Aim of the study: Sceletium, and especially Sceletium tortuosum, is traditionally used as masticator and thought to have a sedative effect which may be beneficial to reduce symptoms of anxiety and/or depression. The current study evaluated the scientific merit of these anecdotal claims in an in vivo model of psychological stress.
Materials and methods: Male Wistar rats were administered either placebo, 5 or 20 mg/kg/day of Sceletium tortuosum extract for 17 days by daily oral gavage. 50% of rats were exposed to repeated restraint stress lasting 1h for the last 3 days of treatment. Rat behavioral changes in response to stress were assessed using the elevated plus maze on the last day of restraint, immediately after the restraint session. Rats were sacrificed 24h after the last restraint exposure and whole blood collected.

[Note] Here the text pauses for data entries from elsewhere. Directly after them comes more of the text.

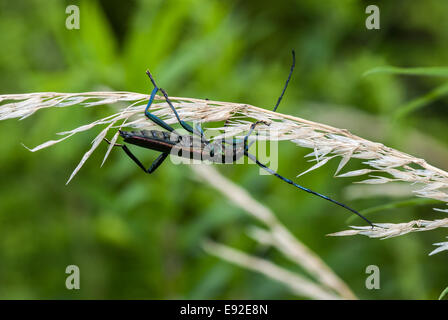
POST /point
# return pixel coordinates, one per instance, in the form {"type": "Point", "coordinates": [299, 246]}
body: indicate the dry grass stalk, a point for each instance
{"type": "Point", "coordinates": [276, 234]}
{"type": "Point", "coordinates": [297, 284]}
{"type": "Point", "coordinates": [383, 164]}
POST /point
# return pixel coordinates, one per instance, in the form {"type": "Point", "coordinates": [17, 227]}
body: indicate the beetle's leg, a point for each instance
{"type": "Point", "coordinates": [287, 80]}
{"type": "Point", "coordinates": [185, 125]}
{"type": "Point", "coordinates": [254, 159]}
{"type": "Point", "coordinates": [153, 166]}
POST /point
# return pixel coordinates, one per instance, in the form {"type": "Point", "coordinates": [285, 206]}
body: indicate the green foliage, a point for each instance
{"type": "Point", "coordinates": [138, 236]}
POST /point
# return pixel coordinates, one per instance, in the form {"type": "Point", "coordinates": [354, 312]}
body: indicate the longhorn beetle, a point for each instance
{"type": "Point", "coordinates": [190, 147]}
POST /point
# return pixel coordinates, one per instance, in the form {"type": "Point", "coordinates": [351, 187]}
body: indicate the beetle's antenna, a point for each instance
{"type": "Point", "coordinates": [253, 158]}
{"type": "Point", "coordinates": [287, 80]}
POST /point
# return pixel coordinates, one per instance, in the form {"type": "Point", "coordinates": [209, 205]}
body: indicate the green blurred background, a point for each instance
{"type": "Point", "coordinates": [139, 236]}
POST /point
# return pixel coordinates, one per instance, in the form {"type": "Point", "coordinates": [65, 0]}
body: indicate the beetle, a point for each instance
{"type": "Point", "coordinates": [196, 146]}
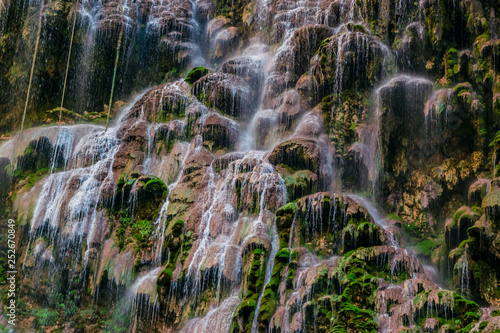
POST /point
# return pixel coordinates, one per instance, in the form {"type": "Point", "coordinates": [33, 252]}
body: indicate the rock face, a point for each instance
{"type": "Point", "coordinates": [277, 166]}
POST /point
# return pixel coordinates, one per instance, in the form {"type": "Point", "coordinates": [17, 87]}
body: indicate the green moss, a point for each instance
{"type": "Point", "coordinates": [142, 230]}
{"type": "Point", "coordinates": [426, 246]}
{"type": "Point", "coordinates": [45, 317]}
{"type": "Point", "coordinates": [195, 74]}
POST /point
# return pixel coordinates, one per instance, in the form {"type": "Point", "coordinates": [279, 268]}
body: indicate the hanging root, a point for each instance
{"type": "Point", "coordinates": [120, 37]}
{"type": "Point", "coordinates": [33, 64]}
{"type": "Point", "coordinates": [64, 86]}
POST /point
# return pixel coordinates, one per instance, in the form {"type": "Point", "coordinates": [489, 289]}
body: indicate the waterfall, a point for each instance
{"type": "Point", "coordinates": [242, 189]}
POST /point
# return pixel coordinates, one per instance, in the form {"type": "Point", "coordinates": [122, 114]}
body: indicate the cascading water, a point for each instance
{"type": "Point", "coordinates": [208, 203]}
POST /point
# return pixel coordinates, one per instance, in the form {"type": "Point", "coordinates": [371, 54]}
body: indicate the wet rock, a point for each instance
{"type": "Point", "coordinates": [219, 133]}
{"type": "Point", "coordinates": [266, 127]}
{"type": "Point", "coordinates": [348, 60]}
{"type": "Point", "coordinates": [223, 42]}
{"type": "Point", "coordinates": [303, 45]}
{"type": "Point", "coordinates": [299, 154]}
{"type": "Point", "coordinates": [290, 109]}
{"type": "Point", "coordinates": [226, 92]}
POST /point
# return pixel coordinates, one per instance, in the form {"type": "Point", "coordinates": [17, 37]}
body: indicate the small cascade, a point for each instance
{"type": "Point", "coordinates": [378, 218]}
{"type": "Point", "coordinates": [464, 276]}
{"type": "Point", "coordinates": [216, 320]}
{"type": "Point", "coordinates": [213, 202]}
{"type": "Point", "coordinates": [161, 222]}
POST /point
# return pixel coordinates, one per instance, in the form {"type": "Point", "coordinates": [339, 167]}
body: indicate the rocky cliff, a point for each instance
{"type": "Point", "coordinates": [251, 165]}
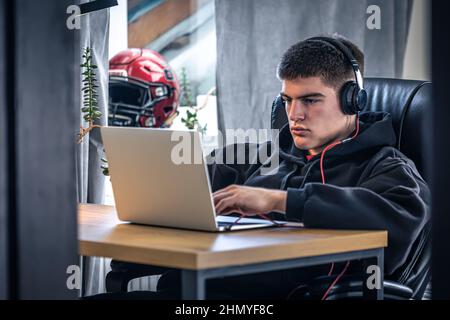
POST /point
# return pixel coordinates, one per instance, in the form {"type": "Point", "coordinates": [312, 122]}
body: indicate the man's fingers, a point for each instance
{"type": "Point", "coordinates": [225, 203]}
{"type": "Point", "coordinates": [220, 195]}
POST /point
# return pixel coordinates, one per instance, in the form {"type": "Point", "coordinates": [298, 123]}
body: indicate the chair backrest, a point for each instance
{"type": "Point", "coordinates": [409, 103]}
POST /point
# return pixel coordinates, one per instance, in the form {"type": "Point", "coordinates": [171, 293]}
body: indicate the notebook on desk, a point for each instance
{"type": "Point", "coordinates": [159, 177]}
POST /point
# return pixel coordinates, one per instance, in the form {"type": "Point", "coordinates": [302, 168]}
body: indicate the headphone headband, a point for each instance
{"type": "Point", "coordinates": [347, 54]}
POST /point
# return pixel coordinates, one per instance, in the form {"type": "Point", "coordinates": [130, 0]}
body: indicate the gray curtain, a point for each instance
{"type": "Point", "coordinates": [90, 180]}
{"type": "Point", "coordinates": [253, 34]}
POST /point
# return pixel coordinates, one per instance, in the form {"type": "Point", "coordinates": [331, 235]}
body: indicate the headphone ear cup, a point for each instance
{"type": "Point", "coordinates": [348, 97]}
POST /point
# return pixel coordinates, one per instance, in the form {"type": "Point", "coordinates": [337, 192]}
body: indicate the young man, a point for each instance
{"type": "Point", "coordinates": [364, 183]}
{"type": "Point", "coordinates": [336, 171]}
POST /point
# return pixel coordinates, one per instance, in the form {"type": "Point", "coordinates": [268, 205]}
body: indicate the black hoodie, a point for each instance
{"type": "Point", "coordinates": [370, 185]}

Results: Behavior indicated a limited effect of lower dose Sceletium to decrease restraint stress-induced self-soothing behavior, as well as to decrease stress-induced corticosterone levels. However, increased IL-1β levels argue against the claim that the plant may act as selective serotonin reuptake inhibitor, while this result combined with increased levels of C-reactive protein and prostaglandin E(2) suggest intolerance to the treatment. Decreased IL-2 and increased IL-10 levels in response to Sceletium treatment suggest a suppressive effect on T helper 1 immune function.
Conclusions: Although data indicates a limited positive effect of Sceletium on restraint-induced anxiety, numerous side-effects were evident. More research is required to derive an optimal therapeutic dose.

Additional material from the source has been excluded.